11/22 大阪公立大学「都市基盤計画特論1回目」ロールプレイ

11/22から数ヶ月にわたって、大阪公立大大学院生が「都市基盤計画特論」(吉田 長裕先生)の授業の一環として、西淀川をフィールドにして学びます。西淀川でワークショップやフィールドワーク、調査等を行った後に、最終的に西淀川に対するまちづくりの提案をする予定です。参加者は9名です。

キックオフとして、ロールプレイなどのワークショップと西淀川公害とあおぞら財団についてお話しました。

最初にフォトランゲージ「西淀川大気汚染公害」を行い、写真を見てタイトルをつけるというグループワークに取り組みました。写真の細部までよくみて、創造力を膨らませて言語化するというものです。工夫をこらした興味深いタイトルをつけてくれ、みんなで共有しました。

ロールプレイ「あなたのまちで公害が起きたら」のワークショップでは、さまざまな状況が明らかにならない中で大気汚染被害が出ていて、それにどう対処するのかという非常に難しい問題に対して考えてもらいました。学生たちは今のコロナ禍や気候変動にもつながる内容として、真摯に取り組んでいました。
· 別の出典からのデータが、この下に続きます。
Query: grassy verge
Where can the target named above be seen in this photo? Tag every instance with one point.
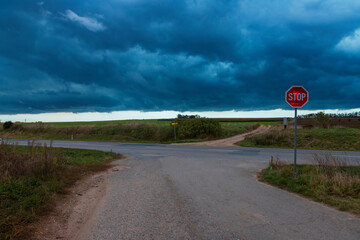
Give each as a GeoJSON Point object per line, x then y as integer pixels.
{"type": "Point", "coordinates": [135, 131]}
{"type": "Point", "coordinates": [344, 139]}
{"type": "Point", "coordinates": [30, 176]}
{"type": "Point", "coordinates": [328, 181]}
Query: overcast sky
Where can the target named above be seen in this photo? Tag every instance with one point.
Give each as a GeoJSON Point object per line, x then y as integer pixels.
{"type": "Point", "coordinates": [192, 55]}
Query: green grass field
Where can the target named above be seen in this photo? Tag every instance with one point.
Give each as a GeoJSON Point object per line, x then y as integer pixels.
{"type": "Point", "coordinates": [107, 123]}
{"type": "Point", "coordinates": [30, 176]}
{"type": "Point", "coordinates": [344, 139]}
{"type": "Point", "coordinates": [136, 131]}
{"type": "Point", "coordinates": [337, 186]}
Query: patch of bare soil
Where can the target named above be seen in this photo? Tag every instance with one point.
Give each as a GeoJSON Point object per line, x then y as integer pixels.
{"type": "Point", "coordinates": [232, 140]}
{"type": "Point", "coordinates": [74, 212]}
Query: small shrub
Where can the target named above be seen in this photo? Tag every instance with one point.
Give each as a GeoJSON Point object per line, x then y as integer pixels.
{"type": "Point", "coordinates": [273, 137]}
{"type": "Point", "coordinates": [322, 119]}
{"type": "Point", "coordinates": [7, 125]}
{"type": "Point", "coordinates": [199, 128]}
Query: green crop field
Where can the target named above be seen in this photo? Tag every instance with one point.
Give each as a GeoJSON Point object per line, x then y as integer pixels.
{"type": "Point", "coordinates": [137, 131]}
{"type": "Point", "coordinates": [344, 139]}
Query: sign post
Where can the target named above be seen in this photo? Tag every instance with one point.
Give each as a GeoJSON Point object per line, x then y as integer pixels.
{"type": "Point", "coordinates": [296, 97]}
{"type": "Point", "coordinates": [174, 124]}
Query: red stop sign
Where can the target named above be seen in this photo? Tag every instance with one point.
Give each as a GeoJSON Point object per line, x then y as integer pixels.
{"type": "Point", "coordinates": [297, 96]}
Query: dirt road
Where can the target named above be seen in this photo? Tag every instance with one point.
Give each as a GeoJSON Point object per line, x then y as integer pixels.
{"type": "Point", "coordinates": [226, 142]}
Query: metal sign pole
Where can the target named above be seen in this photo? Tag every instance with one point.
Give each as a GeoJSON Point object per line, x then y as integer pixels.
{"type": "Point", "coordinates": [175, 132]}
{"type": "Point", "coordinates": [295, 129]}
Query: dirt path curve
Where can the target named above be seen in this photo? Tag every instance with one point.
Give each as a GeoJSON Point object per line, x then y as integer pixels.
{"type": "Point", "coordinates": [231, 140]}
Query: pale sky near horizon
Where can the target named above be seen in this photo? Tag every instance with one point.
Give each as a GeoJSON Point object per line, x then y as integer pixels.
{"type": "Point", "coordinates": [130, 115]}
{"type": "Point", "coordinates": [125, 59]}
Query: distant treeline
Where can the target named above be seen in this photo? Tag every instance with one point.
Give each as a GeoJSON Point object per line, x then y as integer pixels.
{"type": "Point", "coordinates": [333, 115]}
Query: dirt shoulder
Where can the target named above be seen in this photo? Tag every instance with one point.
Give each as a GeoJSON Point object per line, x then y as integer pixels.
{"type": "Point", "coordinates": [74, 212]}
{"type": "Point", "coordinates": [231, 140]}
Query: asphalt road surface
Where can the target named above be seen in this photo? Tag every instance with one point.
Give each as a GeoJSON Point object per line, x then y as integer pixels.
{"type": "Point", "coordinates": [201, 192]}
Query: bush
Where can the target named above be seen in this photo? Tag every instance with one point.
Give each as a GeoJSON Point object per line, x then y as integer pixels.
{"type": "Point", "coordinates": [273, 137]}
{"type": "Point", "coordinates": [7, 125]}
{"type": "Point", "coordinates": [199, 128]}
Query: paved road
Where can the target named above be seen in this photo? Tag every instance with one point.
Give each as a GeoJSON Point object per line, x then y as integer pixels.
{"type": "Point", "coordinates": [199, 192]}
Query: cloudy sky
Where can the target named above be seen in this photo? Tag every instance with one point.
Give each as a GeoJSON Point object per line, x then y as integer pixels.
{"type": "Point", "coordinates": [165, 55]}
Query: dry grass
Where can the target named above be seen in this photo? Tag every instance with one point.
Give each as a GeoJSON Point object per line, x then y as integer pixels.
{"type": "Point", "coordinates": [36, 160]}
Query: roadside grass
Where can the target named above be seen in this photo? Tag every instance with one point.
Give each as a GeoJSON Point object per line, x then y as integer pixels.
{"type": "Point", "coordinates": [147, 131]}
{"type": "Point", "coordinates": [329, 181]}
{"type": "Point", "coordinates": [31, 175]}
{"type": "Point", "coordinates": [344, 139]}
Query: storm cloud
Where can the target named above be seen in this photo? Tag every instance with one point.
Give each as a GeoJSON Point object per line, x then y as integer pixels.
{"type": "Point", "coordinates": [192, 55]}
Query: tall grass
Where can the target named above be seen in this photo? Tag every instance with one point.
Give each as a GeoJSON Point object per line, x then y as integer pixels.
{"type": "Point", "coordinates": [30, 175]}
{"type": "Point", "coordinates": [329, 179]}
{"type": "Point", "coordinates": [34, 161]}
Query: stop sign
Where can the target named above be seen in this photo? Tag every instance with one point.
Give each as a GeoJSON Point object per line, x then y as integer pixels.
{"type": "Point", "coordinates": [297, 96]}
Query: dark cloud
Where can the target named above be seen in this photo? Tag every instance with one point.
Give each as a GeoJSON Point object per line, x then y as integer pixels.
{"type": "Point", "coordinates": [176, 55]}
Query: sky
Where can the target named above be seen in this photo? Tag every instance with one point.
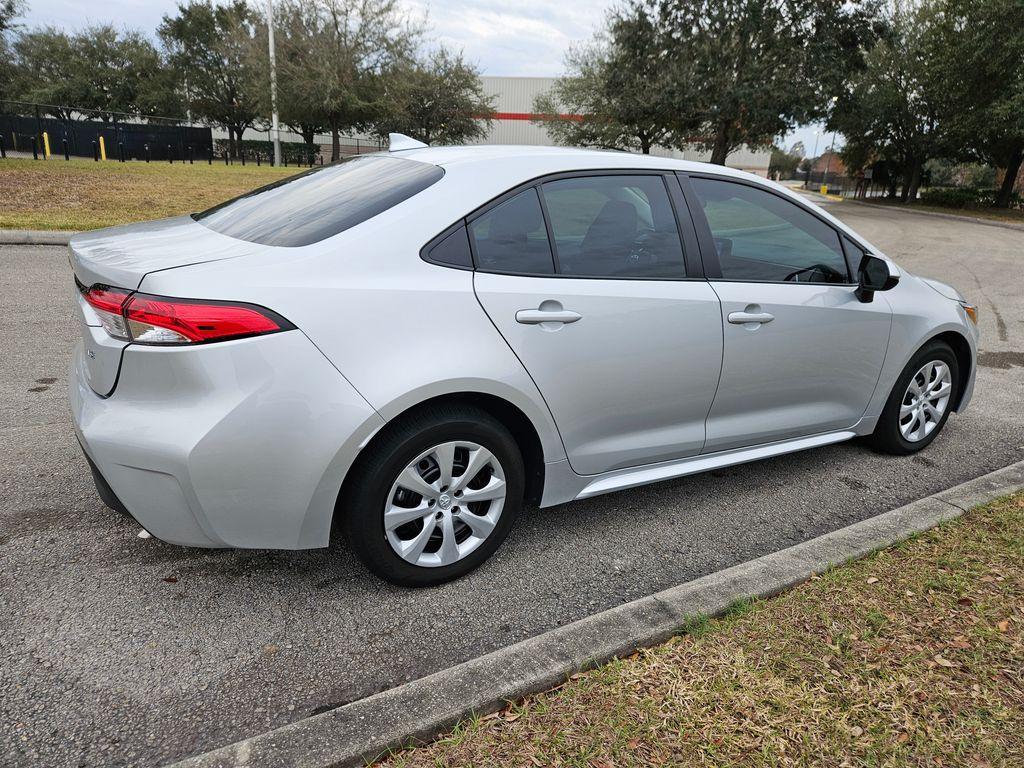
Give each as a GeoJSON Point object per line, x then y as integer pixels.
{"type": "Point", "coordinates": [502, 37]}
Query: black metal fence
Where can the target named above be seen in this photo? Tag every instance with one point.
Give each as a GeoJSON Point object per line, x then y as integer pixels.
{"type": "Point", "coordinates": [861, 185]}
{"type": "Point", "coordinates": [66, 131]}
{"type": "Point", "coordinates": [28, 128]}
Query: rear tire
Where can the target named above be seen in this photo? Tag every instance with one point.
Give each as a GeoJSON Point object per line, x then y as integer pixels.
{"type": "Point", "coordinates": [920, 402]}
{"type": "Point", "coordinates": [406, 510]}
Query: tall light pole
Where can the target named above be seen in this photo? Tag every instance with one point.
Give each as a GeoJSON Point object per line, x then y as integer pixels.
{"type": "Point", "coordinates": [814, 156]}
{"type": "Point", "coordinates": [273, 84]}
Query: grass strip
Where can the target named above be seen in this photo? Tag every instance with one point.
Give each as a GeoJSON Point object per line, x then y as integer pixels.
{"type": "Point", "coordinates": [86, 195]}
{"type": "Point", "coordinates": [912, 656]}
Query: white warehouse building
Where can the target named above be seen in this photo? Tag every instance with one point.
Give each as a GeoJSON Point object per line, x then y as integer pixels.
{"type": "Point", "coordinates": [514, 107]}
{"type": "Point", "coordinates": [513, 100]}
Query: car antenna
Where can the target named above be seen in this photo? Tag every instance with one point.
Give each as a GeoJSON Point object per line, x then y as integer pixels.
{"type": "Point", "coordinates": [399, 141]}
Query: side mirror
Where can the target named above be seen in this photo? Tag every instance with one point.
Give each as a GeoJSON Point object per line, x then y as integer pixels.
{"type": "Point", "coordinates": [873, 274]}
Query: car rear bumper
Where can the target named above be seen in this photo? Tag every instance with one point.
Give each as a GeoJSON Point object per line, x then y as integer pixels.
{"type": "Point", "coordinates": [242, 443]}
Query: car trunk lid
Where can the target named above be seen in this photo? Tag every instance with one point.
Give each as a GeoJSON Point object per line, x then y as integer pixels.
{"type": "Point", "coordinates": [121, 256]}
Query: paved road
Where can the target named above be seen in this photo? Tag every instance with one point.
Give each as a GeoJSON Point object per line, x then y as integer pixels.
{"type": "Point", "coordinates": [116, 650]}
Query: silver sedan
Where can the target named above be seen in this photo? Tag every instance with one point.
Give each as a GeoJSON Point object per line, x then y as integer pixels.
{"type": "Point", "coordinates": [406, 347]}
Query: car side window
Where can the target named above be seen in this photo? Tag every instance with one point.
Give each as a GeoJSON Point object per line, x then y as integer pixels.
{"type": "Point", "coordinates": [613, 226]}
{"type": "Point", "coordinates": [764, 238]}
{"type": "Point", "coordinates": [854, 255]}
{"type": "Point", "coordinates": [513, 238]}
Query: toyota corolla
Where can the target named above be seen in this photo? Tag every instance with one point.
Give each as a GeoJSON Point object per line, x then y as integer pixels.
{"type": "Point", "coordinates": [406, 347]}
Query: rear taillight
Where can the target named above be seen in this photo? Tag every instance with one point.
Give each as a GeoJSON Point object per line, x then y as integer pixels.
{"type": "Point", "coordinates": [143, 318]}
{"type": "Point", "coordinates": [109, 304]}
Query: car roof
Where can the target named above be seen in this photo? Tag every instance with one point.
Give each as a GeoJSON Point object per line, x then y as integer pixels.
{"type": "Point", "coordinates": [559, 158]}
{"type": "Point", "coordinates": [502, 166]}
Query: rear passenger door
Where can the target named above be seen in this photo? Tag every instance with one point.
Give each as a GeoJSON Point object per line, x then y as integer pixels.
{"type": "Point", "coordinates": [599, 293]}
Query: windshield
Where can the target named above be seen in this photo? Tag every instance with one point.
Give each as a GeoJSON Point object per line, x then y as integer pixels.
{"type": "Point", "coordinates": [322, 202]}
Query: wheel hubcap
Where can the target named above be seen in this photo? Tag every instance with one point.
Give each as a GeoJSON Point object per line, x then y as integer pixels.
{"type": "Point", "coordinates": [926, 400]}
{"type": "Point", "coordinates": [444, 504]}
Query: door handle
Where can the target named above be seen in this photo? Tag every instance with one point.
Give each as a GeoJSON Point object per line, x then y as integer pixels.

教材のページはこちら:ロールプレイ「あなたのまちで公害が起きたら」(この教材の資料はあおぞら財団までお問合せください 電子メール:webmaster[at]aozora.or.jp([at]を@に変えてください))

都市基盤特論1

お芝居で模擬的に公害解決に向けた話し合いを体験します

事務局長から、西淀川大気汚染とあおぞら財団についてのお話をした後に、受講生がまちづくりに関して何に対して興味を持っているのかを共有しました。多様なモビリティ、自転車、道路、防災、緑化などに関心のある学生が多いようです。

都市基盤特論2

事務局長から西淀川大気汚染、あおぞら財団についてお話

次回(11/29)は、ワークショップの後に、公害患者さんのお話を聴く予定です。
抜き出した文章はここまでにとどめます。